Sen. Lisa Murkowski, R-Alaska, said today that the U.S. Department of Energy has awarded a major grant to Chena Power to prove the feasibility of generating electricity from the hot water that comes from oil and gas during the production process.

Murkowski’s office said the grant to Chena Power, which is a subsidiary of Chena Hot Springs Resort northeast of Fairbanks, could have “major implications for geothermal energy development nationwide since there are thousands of working oil and gas wells” in a dozen states that “generate enough geothermal water to possibly produce 5,000 megawatts of clean, renewable energy to add to the nation’s electricity portfolio.”

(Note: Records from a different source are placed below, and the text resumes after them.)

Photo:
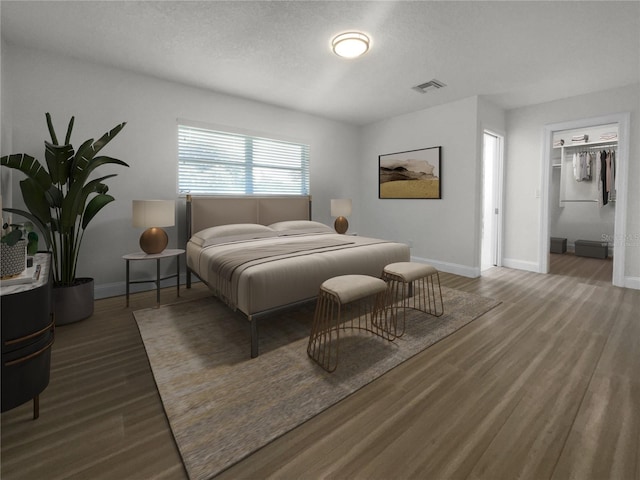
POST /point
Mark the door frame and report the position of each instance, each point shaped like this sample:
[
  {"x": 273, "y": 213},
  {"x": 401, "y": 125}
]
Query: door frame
[
  {"x": 622, "y": 168},
  {"x": 498, "y": 193}
]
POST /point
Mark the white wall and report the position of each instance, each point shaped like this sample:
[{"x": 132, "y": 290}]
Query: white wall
[
  {"x": 5, "y": 134},
  {"x": 101, "y": 97},
  {"x": 523, "y": 161},
  {"x": 442, "y": 232}
]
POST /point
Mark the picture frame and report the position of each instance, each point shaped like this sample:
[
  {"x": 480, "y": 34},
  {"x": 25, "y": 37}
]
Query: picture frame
[{"x": 413, "y": 174}]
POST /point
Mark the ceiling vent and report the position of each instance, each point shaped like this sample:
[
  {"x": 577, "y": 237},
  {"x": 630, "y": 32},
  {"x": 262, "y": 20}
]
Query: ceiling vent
[{"x": 428, "y": 86}]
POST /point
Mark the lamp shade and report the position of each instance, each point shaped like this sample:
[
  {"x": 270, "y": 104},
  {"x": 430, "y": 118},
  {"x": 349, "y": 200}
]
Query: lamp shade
[
  {"x": 341, "y": 207},
  {"x": 154, "y": 213}
]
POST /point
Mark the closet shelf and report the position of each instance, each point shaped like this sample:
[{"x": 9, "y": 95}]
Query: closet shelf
[{"x": 589, "y": 144}]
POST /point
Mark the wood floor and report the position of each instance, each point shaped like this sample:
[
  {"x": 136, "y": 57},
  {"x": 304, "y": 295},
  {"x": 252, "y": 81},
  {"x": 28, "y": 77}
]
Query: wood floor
[{"x": 545, "y": 386}]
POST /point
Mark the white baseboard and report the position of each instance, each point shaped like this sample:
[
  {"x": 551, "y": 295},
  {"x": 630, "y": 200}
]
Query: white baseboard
[
  {"x": 454, "y": 268},
  {"x": 520, "y": 265},
  {"x": 632, "y": 282}
]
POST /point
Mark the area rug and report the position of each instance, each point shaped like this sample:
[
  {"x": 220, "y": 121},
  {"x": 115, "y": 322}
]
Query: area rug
[{"x": 222, "y": 405}]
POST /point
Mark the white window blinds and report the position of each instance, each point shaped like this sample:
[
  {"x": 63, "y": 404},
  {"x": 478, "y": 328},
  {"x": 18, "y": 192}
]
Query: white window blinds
[{"x": 222, "y": 163}]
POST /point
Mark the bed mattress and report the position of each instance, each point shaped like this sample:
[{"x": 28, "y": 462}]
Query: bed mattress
[{"x": 262, "y": 277}]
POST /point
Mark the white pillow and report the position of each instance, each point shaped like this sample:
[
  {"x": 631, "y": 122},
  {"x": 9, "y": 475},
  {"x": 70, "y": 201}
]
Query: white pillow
[
  {"x": 231, "y": 233},
  {"x": 299, "y": 227}
]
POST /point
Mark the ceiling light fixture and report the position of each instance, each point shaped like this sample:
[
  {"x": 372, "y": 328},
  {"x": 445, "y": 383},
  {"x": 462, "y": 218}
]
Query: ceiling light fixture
[{"x": 350, "y": 44}]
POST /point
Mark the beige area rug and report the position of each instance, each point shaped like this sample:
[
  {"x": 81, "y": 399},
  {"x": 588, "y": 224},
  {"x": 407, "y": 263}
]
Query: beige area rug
[{"x": 222, "y": 405}]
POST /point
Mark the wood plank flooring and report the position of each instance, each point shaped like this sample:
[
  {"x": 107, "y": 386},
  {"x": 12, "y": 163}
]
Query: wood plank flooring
[{"x": 545, "y": 386}]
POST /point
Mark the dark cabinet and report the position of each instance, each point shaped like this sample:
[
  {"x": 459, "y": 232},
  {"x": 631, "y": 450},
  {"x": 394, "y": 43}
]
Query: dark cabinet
[{"x": 27, "y": 336}]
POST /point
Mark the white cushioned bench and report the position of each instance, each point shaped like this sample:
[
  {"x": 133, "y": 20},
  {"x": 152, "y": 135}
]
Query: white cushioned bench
[
  {"x": 412, "y": 285},
  {"x": 365, "y": 297}
]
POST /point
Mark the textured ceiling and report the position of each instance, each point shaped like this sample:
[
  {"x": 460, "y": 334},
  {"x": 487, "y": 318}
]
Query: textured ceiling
[{"x": 516, "y": 53}]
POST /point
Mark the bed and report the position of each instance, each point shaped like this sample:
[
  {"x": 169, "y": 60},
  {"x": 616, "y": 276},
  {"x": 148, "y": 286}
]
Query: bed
[{"x": 259, "y": 254}]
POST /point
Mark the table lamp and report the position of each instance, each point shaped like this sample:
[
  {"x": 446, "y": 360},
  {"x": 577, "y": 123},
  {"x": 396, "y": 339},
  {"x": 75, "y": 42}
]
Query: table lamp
[
  {"x": 341, "y": 208},
  {"x": 153, "y": 214}
]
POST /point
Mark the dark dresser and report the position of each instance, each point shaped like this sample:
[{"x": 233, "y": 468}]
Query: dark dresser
[{"x": 27, "y": 336}]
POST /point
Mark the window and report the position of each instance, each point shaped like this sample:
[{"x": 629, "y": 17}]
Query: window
[{"x": 223, "y": 163}]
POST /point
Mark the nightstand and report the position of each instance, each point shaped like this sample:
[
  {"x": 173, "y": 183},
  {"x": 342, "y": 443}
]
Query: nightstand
[{"x": 141, "y": 256}]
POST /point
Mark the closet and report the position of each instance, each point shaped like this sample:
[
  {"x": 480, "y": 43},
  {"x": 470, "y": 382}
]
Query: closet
[{"x": 583, "y": 189}]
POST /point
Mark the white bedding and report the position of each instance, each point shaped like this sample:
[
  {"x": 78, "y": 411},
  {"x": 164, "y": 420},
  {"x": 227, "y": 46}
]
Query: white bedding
[{"x": 267, "y": 283}]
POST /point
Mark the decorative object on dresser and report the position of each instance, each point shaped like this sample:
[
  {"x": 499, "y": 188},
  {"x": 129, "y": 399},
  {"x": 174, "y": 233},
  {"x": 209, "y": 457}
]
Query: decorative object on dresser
[
  {"x": 153, "y": 214},
  {"x": 341, "y": 208},
  {"x": 27, "y": 336},
  {"x": 16, "y": 242},
  {"x": 62, "y": 200}
]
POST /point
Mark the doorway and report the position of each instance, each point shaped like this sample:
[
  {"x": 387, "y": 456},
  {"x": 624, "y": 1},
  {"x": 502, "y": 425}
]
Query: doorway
[
  {"x": 623, "y": 122},
  {"x": 492, "y": 156}
]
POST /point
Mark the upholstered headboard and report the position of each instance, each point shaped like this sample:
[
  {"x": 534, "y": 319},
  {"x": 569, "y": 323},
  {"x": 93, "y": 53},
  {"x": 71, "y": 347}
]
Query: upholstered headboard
[{"x": 209, "y": 211}]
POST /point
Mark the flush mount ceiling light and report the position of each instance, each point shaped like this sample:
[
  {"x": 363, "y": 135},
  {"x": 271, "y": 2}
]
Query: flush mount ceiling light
[{"x": 350, "y": 44}]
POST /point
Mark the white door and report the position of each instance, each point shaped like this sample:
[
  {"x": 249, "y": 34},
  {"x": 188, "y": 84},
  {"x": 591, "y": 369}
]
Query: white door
[{"x": 491, "y": 201}]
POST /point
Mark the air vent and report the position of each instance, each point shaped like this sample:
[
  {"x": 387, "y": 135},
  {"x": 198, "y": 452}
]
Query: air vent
[{"x": 428, "y": 86}]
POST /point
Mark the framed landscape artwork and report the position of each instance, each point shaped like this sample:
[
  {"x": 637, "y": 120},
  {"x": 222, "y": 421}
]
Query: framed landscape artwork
[{"x": 411, "y": 174}]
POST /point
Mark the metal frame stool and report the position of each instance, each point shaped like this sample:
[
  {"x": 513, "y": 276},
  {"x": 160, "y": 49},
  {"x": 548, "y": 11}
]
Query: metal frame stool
[
  {"x": 412, "y": 285},
  {"x": 348, "y": 302}
]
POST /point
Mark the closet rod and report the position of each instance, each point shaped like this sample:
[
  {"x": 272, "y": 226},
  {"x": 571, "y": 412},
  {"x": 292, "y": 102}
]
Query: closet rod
[{"x": 613, "y": 143}]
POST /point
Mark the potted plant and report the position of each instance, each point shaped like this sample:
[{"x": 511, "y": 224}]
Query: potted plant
[
  {"x": 18, "y": 241},
  {"x": 61, "y": 201}
]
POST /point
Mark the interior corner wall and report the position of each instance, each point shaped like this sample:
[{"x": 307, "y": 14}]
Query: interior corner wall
[
  {"x": 523, "y": 159},
  {"x": 100, "y": 97},
  {"x": 442, "y": 231},
  {"x": 5, "y": 127}
]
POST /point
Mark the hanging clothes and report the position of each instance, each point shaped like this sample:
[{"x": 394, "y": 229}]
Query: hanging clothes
[
  {"x": 582, "y": 165},
  {"x": 603, "y": 177}
]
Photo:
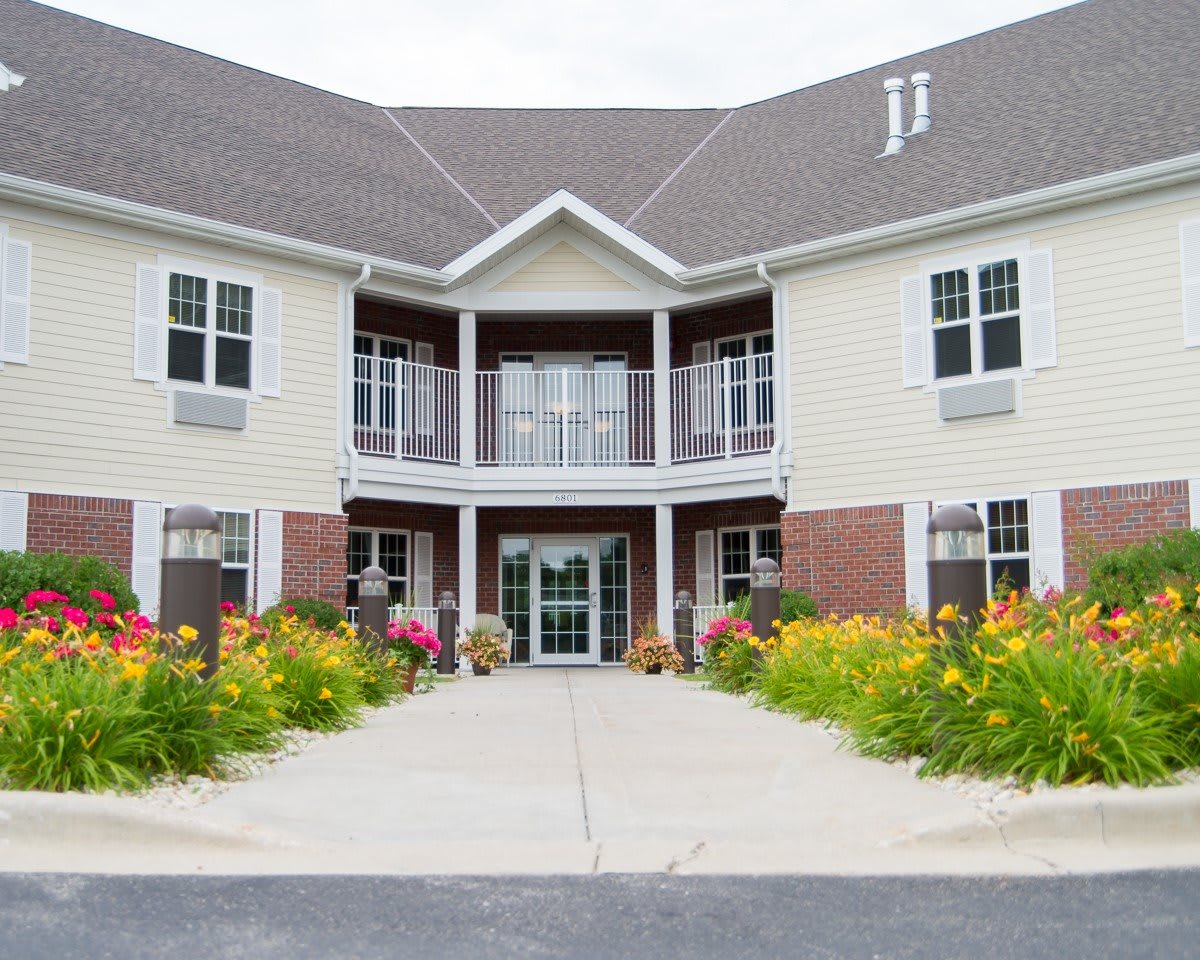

“This is an important project for Alaska since Alaska’s oil fields on the North Slope and Cook Inlet produce more than 1.2 million barrels of water each day. This is water that is often below the boiling point, but often hot enough utilizing the new technology being pioneered at Chena Hot Springs to produce geothermal electricity. Using the water that today is just a waste product of oil and gas production can save energy in fossil fuel production and could add clean electricity to our nation’s power grid. It is an important project for the nation and the state,” Murkowski said in the Oct. 15 press release. The senator has been seeking a variety of grant aid from the federal government to advance geothermal development, her office said.

The grant “builds on the success of Chena Hot Springs and its owner Bernie Karl who in 2005 won federal aid to tap the resort’s lower-temperature geothermal resources to produce power. Using a new binary organic rankine cycle power plant (turbine) created by United Technologies Corp., the Chena resort has been producing all of its electricity needs from roughly 160-degree water (F) for the past year,” Murkowski’s office said.

The $724,000 federal grant, being matched by funds from Chena Power, United Technology and BP, which will “fund a $1.45 million effort to modify the low-temperature geothermal turbine system developed at Chena to work on the water” generated from Prudhoe Bay oil wells.

The senator’s office said the power generated from the project will be used “to power the oil field, replacing a small portion of the 162 megawatts of electricity now generated by the field’s natural gas-fired turbines.”